ENTITY_DELIM_TOKENS = {
    "h": ("[E1S]", "[E1E]"),
    "t": ("[E2S]", "[E2E]")
}

# ====== MODEL TRAINING =====================================================

TRAIN_DATA_PATH = (
    "../dataset/train.json",
    "../dataset/val.json"
)

VAL_DATA_PATH = []

TRAINING_LOG_PATH = "logs/transformer_final_training.log"

BERT_MODEL = "bert-base-uncased"

ENTITY_TRANSFORMER_NUM_HEAD_VALS = (2,) # (2, 4, 8)

ENTITY_TRANSFORMER_FF_DIM_VALS = (256,) # (64, 128, 256)

ENTITY_TRANSFORMER_NUM_LAYER_VALS = (3,) # (1, 2, 3)

NUM_EPOCHS = 3

BATCH_SIZE = 16

LEARNING_RATE = 2e-5

DROPOUT_RATE = 0.1

USE_CLASS_WEIGHTING = True

MODEL_SAVE_PATH = "transformer.pt"

# ====== MODEL EVALUATION ===================================================

TEST_DATA_PATH = (
    "../dataset/test.json",
)

TESTING_LOG_PATH = "logs/transformer_testing.log"

# ====== MODEL DEMO =========================================================

RELATION_TO_DESCRIPTION_PATH = "../dataset/pid2name_filtered.json"

NUM_PRINTED_PREDICTIONS = 3

# ==============================================================================

# Transformer Model (ALWAYS RUN)

Our relation extraction transformer model is based off the architecture described in the paper: [Enriching Pre-trained Language Model with Entity Information for Relation Classification](https://dl.acm.org/doi/abs/10.1145/3357384.3358119).

In our model, however, we have made a novel adaption by using weighted entity token averages in place of plain averages.

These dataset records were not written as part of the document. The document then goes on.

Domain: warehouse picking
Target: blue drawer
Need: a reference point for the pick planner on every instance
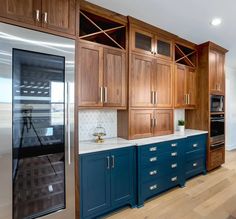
(153, 160)
(159, 170)
(159, 185)
(196, 143)
(159, 148)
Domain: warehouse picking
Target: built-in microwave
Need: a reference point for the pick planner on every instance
(217, 103)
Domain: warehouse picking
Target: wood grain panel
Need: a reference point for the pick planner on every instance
(163, 83)
(23, 10)
(115, 78)
(60, 15)
(141, 81)
(90, 75)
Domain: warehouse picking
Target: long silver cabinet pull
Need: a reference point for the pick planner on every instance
(153, 159)
(37, 15)
(113, 161)
(101, 94)
(174, 154)
(105, 95)
(174, 165)
(153, 187)
(152, 173)
(173, 179)
(108, 162)
(45, 14)
(153, 149)
(68, 122)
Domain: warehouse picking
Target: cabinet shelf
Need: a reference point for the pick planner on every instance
(97, 29)
(185, 55)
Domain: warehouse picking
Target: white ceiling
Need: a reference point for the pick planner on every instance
(189, 19)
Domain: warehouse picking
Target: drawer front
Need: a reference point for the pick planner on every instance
(160, 148)
(159, 185)
(195, 165)
(158, 171)
(155, 160)
(196, 143)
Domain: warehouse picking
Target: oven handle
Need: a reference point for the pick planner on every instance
(217, 144)
(68, 122)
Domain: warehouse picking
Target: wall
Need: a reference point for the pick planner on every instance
(230, 108)
(90, 119)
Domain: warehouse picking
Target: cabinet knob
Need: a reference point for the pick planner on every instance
(153, 159)
(153, 187)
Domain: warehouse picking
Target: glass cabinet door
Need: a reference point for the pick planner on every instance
(38, 134)
(142, 42)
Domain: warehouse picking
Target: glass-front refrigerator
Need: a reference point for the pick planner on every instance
(37, 97)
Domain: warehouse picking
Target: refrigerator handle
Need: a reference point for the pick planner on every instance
(68, 122)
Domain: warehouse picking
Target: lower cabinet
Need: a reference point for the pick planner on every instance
(107, 181)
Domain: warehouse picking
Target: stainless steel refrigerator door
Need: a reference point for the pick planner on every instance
(20, 38)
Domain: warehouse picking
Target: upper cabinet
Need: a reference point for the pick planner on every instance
(54, 15)
(216, 72)
(102, 76)
(185, 87)
(149, 43)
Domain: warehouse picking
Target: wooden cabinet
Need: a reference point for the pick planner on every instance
(147, 123)
(102, 76)
(90, 75)
(59, 15)
(216, 72)
(185, 87)
(107, 181)
(149, 43)
(53, 15)
(141, 81)
(163, 84)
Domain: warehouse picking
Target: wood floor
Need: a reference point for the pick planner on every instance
(212, 196)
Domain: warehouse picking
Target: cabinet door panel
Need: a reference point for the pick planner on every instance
(60, 15)
(122, 175)
(90, 75)
(163, 84)
(164, 122)
(141, 123)
(192, 86)
(180, 86)
(114, 78)
(141, 84)
(95, 183)
(213, 71)
(23, 10)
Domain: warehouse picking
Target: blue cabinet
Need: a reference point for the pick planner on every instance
(107, 181)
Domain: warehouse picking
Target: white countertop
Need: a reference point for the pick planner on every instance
(115, 143)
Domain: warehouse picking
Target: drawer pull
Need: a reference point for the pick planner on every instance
(174, 154)
(153, 149)
(153, 187)
(174, 179)
(174, 165)
(152, 173)
(153, 159)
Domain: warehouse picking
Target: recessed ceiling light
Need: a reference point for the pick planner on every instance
(216, 21)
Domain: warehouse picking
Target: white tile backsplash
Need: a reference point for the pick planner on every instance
(179, 114)
(90, 119)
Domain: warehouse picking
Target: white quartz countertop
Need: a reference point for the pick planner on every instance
(116, 143)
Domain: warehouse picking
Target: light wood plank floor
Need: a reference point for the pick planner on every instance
(212, 196)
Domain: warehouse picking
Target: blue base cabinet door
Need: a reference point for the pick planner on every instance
(95, 178)
(107, 181)
(122, 175)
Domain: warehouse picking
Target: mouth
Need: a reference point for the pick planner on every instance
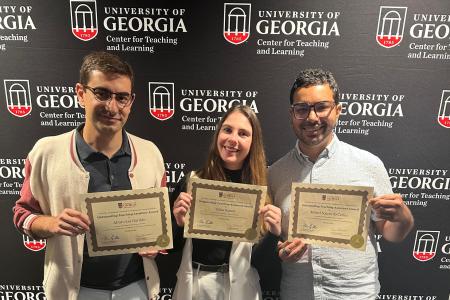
(313, 128)
(230, 149)
(109, 118)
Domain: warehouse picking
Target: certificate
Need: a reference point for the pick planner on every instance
(127, 221)
(224, 210)
(330, 215)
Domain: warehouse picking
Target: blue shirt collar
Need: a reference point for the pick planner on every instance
(84, 150)
(329, 150)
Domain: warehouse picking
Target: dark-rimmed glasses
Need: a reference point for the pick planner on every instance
(123, 99)
(322, 109)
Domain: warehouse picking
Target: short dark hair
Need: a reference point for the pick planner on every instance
(107, 63)
(312, 77)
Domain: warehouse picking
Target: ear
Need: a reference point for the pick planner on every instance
(81, 94)
(338, 110)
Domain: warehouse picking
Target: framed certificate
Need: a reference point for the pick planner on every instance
(128, 221)
(224, 210)
(330, 215)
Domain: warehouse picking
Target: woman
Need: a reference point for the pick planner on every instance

To calculate the weights used during entity token averaging, we have inserted a new transformer encoder plus feedforward softmax layer into the architecture which takes entity token embeddings and outputs entity token weights.

We have made this adaption following the assumption that each token within an entity holds varying levels of importance regarding relation extraction. E.g. in the entity phrase "King of England", the word "of" is likely to be of less importance than the word "King" or "England".

In [1]:
from itertools import chain
import torch
import torch.nn as nn
from torch.nn.utils.rnn import (
    pad_sequence, pack_padded_sequence, pad_packed_sequence
)
from torch.utils.data import Dataset
from transformers import BertModel, BertTokenizer

# Relation Extraction model
class REModel(nn.Module):

    # Create BERT tokenizer and add special entity delimiter tokens
    def create_tokenizer(bert_model, entity_delim_tokens):
        REModel.tokenizer = BertTokenizer.from_pretrained(bert_model)
        REModel.tokenizer.add_special_tokens(
            {
                'additional_special_tokens': list(
                    chain.from_iterable(entity_delim_tokens.values())
                )
            }
        )

    # Tokenization function
    def tokenize(inputs):
        return REModel.tokenizer(
            inputs,
            padding=True,
            return_tensors="pt",
            return_token_type_ids=False
        )

    def __init__(
            self,
            bert_model,
            entity_delim_tokens,
            entity_transformer_nhead,
            entity_transformer_dim_ff,
            entity_transformer_num_layers,
            num_outputs,
            dropout_rate
    ):
        super(REModel, self).__init__()

        # Get entity delimiter token IDs
        self.entity_delim_ids = {}
        for entity_id, delim_tokens in entity_delim_tokens.items():
            self.entity_delim_ids[
                entity_id
            ] = REModel.tokenizer.convert_tokens_to_ids(delim_tokens)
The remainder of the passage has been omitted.